Quantization in black hole backgrounds
Steven B. Giddings

TL;DR
This paper examines the limitations of semiclassical quantum field theory in black hole backgrounds, highlighting potential breakdowns of the weak-coupling expansion and implications for quantum gravity's non-perturbative, possibly non-local, nature.
Contribution
It analyzes the validity of the weak-coupling expansion in quantum gravity near black holes and discusses the potential necessity of non-perturbative, non-local effects.
Findings
Weak-coupling expansion may break down due to strong gravitational fluctuations.
Coupling between fluctuations becomes significant around time M^3.

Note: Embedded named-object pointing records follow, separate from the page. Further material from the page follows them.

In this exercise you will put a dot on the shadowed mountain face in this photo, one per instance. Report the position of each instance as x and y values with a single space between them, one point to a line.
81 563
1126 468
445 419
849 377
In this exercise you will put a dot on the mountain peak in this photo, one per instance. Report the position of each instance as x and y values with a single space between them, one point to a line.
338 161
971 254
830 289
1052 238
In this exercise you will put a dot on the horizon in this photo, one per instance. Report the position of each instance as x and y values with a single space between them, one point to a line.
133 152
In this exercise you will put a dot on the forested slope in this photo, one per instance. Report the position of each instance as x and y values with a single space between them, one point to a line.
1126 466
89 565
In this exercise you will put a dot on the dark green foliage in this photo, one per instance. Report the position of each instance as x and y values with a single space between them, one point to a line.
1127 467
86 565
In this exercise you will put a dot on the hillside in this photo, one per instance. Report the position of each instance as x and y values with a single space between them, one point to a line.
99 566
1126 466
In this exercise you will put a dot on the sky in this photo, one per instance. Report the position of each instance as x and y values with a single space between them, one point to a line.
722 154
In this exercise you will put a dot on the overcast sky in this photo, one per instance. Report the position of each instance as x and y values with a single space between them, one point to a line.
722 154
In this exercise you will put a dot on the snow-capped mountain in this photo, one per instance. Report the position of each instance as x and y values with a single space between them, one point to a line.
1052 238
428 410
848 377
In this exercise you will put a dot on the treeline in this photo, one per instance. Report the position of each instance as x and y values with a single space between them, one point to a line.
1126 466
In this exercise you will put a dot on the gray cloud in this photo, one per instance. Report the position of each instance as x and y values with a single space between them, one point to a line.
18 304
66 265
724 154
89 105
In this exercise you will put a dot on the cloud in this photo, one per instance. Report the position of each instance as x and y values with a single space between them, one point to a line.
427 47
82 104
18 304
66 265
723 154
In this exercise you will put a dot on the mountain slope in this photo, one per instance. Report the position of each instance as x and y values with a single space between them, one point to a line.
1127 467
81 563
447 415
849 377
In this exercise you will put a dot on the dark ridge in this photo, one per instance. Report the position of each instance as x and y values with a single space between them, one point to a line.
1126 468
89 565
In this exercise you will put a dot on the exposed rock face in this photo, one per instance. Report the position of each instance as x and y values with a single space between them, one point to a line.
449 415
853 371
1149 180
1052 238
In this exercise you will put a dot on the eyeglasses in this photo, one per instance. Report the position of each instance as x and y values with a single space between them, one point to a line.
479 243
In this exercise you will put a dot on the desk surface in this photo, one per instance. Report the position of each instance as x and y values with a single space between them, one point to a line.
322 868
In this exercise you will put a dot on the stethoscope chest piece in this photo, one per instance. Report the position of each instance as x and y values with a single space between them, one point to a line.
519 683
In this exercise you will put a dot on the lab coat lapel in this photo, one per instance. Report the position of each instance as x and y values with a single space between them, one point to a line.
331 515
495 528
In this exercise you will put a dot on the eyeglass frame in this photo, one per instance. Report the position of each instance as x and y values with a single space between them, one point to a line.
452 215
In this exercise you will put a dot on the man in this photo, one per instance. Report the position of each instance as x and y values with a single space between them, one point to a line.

Current calculations of black hole information loss are unreliable.
Abstract
Quantum field theory in a semiclassical background can be derived as an approximation to quantum gravity from a weak-coupling expansion in the inverse Planck mass. Such an expansion is studied for evolution on "nice-slices" in the spacetime describing a black hole of mass M. Arguments for a breakdown of this expansion are presented, due to significant gravitational coupling between fluctuations, which is consistent with the statement that existing calculations of information loss in black holes are not reliable. For a given fluctuation, the coupling to subsequent fluctuations becomes of order unity by a time of order M^3. Lack of a systematic derivation of the weakly-coupled/semiclassical approximation would indicate a role for the non-perturbative dynamics of gravity, and possibly for the proposal that such dynamics has an essentially non-local quality.